# Any Mountain or Leslie West fans out there?



## Itullian (Aug 27, 2011)

Fans of the big man?


----------



## elgar's ghost (Aug 8, 2010)

Yep - their stuff up to the 1972 split was excellent, as was most of the Twin Peaks live album recorded after they reformed. I think they could lay claim to being the US's first out-and-out heavy rock band.


----------



## samurai (Apr 22, 2011)

Same here: Their *"Theme From an Imaginary Western"* still captivates and moves me every time I hear it, some four decades--give or take--since its release.


----------



## Whistler Fred (Feb 6, 2014)

I enjoyed their first album, particularly "Theme from an Imaginary Western." How I wish Cream covered that, but Mountain does the song full justice.


----------



## millionrainbows (Jun 23, 2012)

Me is. The very "first" album was an LP on Windfall, entitled "Mountain" by Leslie West, solo. It was before he formed the group. There are some crucial cuts on there: "Dreams of Milk and Honey," "Long Red" and a nice 12-string acoustic guitar solo.


----------



## Itullian (Aug 27, 2011)

They were a monster band.
If you ever hear them live back then.............awesome.
And Leslies playing and growling vocals.............


----------



## realdealblues (Mar 3, 2010)

Whistler Fred said:


> I enjoyed their first album, particularly "Theme from an Imaginary Western." How I wish Cream covered that, but Mountain does the song full justice.


Cream didn't cover it but Jack Bruce did it on his first solo album.


----------



## Whistler Fred (Feb 6, 2014)

realdealblues said:


> Cream didn't cover it but Jack Bruce did it on his first solo album.

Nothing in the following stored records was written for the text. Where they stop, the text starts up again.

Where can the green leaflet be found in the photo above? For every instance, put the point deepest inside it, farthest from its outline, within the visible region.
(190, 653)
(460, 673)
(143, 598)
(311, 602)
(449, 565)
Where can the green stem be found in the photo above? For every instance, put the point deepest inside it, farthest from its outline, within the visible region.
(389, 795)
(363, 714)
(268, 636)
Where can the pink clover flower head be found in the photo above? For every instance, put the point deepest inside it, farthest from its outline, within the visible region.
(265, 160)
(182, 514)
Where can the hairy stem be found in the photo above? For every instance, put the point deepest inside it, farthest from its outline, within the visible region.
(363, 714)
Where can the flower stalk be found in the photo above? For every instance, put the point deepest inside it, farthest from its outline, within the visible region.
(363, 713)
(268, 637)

Yes, and did it quite well. But I think Mountain improved on it. Since Felix Pappalardi was the producer on "Songs for a Tailor" and bassist for Mountain it makes sense that he would come up with a very Cream-like arrangement.


----------



## millionrainbows (Jun 23, 2012)

Pappalardi's wife co-wrote some Mountain songs, before she murdered him.

West was a good teacher as well. When he played in my home town, he rented a Marshall from a friend of mine, who told me he had one of his students in tow, a younger kid.

The last I read, he was becoming diabetic, and had to have one of his feet amputated. I almost wrote him a letter.


----------